Dallo sfondo di una realtà quotidiana si passa a una lenta e graduale discesa in un cosmo assurdo, nel quale passato e presente diventano un’unica matassa indistinta da sbrogliare. A partire da un semplice dettaglio l’autore ci trasporta nel vissuto del protagonista e nel complesso dei suoi rapporti interpersonali. Il salto da una vita stabile a un’esistenza frammentaria è spiazzante: “perché nessuno si accorge del mio nuovo viso sbarbato? Perché mia moglie Agnès, così come i miei colleghi, negano che io abbia avuto i baffi?” Queste sono le domande che balenano nella mente dell’uomo mentre le giornate si ripetono nella loro normalità, vanificando il suo gesto che passa completamente inosservato.
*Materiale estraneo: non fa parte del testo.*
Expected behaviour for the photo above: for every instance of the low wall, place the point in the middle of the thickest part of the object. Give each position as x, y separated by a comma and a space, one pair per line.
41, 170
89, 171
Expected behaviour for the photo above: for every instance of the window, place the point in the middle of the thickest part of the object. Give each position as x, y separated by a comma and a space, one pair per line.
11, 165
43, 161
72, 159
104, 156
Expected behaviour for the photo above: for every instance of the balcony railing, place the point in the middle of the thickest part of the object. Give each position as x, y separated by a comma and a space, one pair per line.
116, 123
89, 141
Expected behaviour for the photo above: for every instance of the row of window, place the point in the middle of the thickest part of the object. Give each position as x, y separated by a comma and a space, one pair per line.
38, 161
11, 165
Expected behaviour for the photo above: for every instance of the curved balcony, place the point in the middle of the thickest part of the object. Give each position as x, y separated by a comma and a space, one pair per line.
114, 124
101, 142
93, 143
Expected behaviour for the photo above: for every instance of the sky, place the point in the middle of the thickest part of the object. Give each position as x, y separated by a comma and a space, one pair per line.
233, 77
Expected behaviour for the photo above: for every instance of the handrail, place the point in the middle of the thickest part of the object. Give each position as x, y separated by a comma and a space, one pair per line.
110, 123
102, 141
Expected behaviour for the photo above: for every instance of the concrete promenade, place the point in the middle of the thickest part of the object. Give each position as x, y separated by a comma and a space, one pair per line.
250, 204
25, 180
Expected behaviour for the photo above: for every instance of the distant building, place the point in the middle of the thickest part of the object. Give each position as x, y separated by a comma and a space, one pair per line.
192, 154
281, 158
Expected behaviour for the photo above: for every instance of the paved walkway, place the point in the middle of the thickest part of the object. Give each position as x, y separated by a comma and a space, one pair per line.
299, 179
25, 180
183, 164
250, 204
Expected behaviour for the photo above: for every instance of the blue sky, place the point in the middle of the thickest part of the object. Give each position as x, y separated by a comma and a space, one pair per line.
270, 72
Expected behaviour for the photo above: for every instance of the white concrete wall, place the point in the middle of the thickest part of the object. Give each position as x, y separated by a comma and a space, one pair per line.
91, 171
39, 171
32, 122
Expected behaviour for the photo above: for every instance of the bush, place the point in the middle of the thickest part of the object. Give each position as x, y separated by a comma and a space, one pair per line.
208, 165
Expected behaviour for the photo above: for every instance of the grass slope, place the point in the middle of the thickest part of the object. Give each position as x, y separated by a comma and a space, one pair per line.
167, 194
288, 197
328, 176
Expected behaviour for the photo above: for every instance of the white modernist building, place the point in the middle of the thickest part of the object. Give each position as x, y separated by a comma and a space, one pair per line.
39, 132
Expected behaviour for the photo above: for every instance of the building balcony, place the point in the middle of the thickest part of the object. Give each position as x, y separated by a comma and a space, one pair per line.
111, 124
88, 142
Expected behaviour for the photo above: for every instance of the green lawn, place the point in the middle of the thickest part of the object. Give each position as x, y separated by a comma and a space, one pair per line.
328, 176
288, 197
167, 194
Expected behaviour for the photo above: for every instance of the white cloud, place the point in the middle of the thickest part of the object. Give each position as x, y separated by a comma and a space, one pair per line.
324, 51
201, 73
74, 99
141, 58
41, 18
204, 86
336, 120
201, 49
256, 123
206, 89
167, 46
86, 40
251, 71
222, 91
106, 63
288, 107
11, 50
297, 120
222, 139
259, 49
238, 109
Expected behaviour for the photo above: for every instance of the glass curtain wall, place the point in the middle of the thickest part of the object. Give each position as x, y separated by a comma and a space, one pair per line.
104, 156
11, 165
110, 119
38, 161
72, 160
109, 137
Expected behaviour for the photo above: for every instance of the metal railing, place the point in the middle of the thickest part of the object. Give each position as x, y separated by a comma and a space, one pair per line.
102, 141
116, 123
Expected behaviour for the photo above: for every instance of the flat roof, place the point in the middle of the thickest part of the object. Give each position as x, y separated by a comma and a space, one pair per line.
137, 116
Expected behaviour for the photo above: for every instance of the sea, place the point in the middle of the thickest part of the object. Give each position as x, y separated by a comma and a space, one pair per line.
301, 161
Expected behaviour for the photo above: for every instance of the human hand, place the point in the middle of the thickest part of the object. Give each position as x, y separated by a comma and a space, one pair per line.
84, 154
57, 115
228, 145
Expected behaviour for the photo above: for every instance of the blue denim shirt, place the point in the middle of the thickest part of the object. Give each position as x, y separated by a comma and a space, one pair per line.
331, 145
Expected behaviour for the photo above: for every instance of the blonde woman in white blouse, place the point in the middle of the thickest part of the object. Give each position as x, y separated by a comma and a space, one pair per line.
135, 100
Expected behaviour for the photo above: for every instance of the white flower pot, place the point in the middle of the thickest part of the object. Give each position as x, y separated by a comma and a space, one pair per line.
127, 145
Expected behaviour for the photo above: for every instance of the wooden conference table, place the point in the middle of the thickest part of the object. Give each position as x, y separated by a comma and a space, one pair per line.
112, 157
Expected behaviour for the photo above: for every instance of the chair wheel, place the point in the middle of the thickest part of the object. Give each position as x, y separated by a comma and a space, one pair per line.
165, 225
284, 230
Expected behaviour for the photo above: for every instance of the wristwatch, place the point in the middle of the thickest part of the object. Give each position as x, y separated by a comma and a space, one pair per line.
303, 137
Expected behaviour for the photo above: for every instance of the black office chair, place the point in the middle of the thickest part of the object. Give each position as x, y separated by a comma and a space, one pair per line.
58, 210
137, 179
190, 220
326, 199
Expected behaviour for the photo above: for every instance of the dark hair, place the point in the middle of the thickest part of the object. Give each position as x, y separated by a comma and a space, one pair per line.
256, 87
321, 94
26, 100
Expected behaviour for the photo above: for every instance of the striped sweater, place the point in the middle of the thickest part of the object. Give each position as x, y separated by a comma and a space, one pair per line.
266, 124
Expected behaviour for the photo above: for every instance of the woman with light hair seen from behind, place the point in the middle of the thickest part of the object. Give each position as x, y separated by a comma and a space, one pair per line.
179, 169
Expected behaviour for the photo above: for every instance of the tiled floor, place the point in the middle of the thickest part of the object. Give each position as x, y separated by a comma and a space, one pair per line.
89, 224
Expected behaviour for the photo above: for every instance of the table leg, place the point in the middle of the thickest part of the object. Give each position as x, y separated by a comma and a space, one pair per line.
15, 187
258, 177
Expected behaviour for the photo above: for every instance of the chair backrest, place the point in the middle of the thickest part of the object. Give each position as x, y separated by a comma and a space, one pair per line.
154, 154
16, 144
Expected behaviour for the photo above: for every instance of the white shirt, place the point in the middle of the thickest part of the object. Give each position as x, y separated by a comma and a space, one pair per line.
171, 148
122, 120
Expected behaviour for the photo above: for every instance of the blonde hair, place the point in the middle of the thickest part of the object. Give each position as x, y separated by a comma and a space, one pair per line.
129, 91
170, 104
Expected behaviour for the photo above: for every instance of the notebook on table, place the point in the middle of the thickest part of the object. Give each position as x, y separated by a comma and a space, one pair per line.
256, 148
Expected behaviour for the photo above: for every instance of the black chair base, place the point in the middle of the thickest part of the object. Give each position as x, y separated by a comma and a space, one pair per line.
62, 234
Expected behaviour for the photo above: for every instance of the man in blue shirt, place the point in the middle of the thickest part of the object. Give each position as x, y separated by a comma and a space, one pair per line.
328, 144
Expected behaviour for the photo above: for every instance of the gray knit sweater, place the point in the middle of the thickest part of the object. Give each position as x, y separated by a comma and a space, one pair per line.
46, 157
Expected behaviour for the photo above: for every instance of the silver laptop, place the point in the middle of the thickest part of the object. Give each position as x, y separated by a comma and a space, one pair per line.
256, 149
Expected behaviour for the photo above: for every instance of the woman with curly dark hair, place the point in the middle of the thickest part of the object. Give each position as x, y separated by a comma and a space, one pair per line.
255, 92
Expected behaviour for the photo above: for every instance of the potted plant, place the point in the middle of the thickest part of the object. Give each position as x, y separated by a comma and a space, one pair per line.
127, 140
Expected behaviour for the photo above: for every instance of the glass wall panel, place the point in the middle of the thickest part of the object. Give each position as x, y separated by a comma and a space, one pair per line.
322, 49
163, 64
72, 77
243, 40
L’onda inaspettata di indifferenza e negazione lo travolge, gettandolo in una spirale di dubbi e ossessioni che catapultano il lettore in un mondo paradossale dalle atmosfere tipicamente kafkiane, dove manipolazione e allucinazione si richiamano a vicenda.

 

Le illazioni del protagonista si proliferano al punto da insidiare le fondamenta di un io sempre più fragile e incerto: una cospirazione organizzata alle sue spalle, un semplice scherzo o i sintomi allarmanti di una delirante follia? Preso da questo groviglio di sospetti, passa al vaglio tutte le ipotesi possibili soprattutto quando l’atteggiamento della moglie intensifica il suo stato d’inquietudine; la negazione si sparge su momenti di vita cruciali che, improvvisamente, diventano solo parte di un mondo immaginario. Il lettore riesce ad avvertire la voce disperata del protagonista che scava in ogni angolo della sua mente per dimostrare la fondatezza delle sue versioni, mettendosi sulle tracce di una verità sempre più oscura e sfuggente. Più va avanti, più realizza di trovarsi dinanzi a un bivio ed è chiamato a prendere una scelta irreversibile: proteggere la propria presunta identità o salvare l’immagine sociale?

Le storie scritte da Carrère hanno un’abilità impeccabile: ti ritrovi di colpo in un viaggio onirico senza averlo previsto, le illusioni percettive si mescolano sapientemente alla realtà empirica e all’insieme degli avvenimenti situati in quel punto mediano tra probabilità e irrealtà. La carica persuasiva della scrittura riesce a disorientare di continuo e a capovolgere le parti di un enigma impossibile da risolvere, poiché il carattere ambivalente della realtà non ci consentirà mai di afferrare una verità fissa e universale. L’autore parigino punta invece a sondare una realtà nascosta, plasmata da ogni individuo con le proprie esperienze e con la propria visione delle cose. Le sue letture non lasciano risposte certe, non ti è dato sapere da che parte si trova il vero o il falso, puoi soltanto riflettere sui rapporti tra razionalità e follia. All’uomo non resta che tentare in tutti i modi di comprendere la sua natura per non cadere nella trappola di un’identità fittizia, tenere lontana ogni approvazione o validazione esterna e lottare senza sosta contro il rischio dell’annullamento di sé.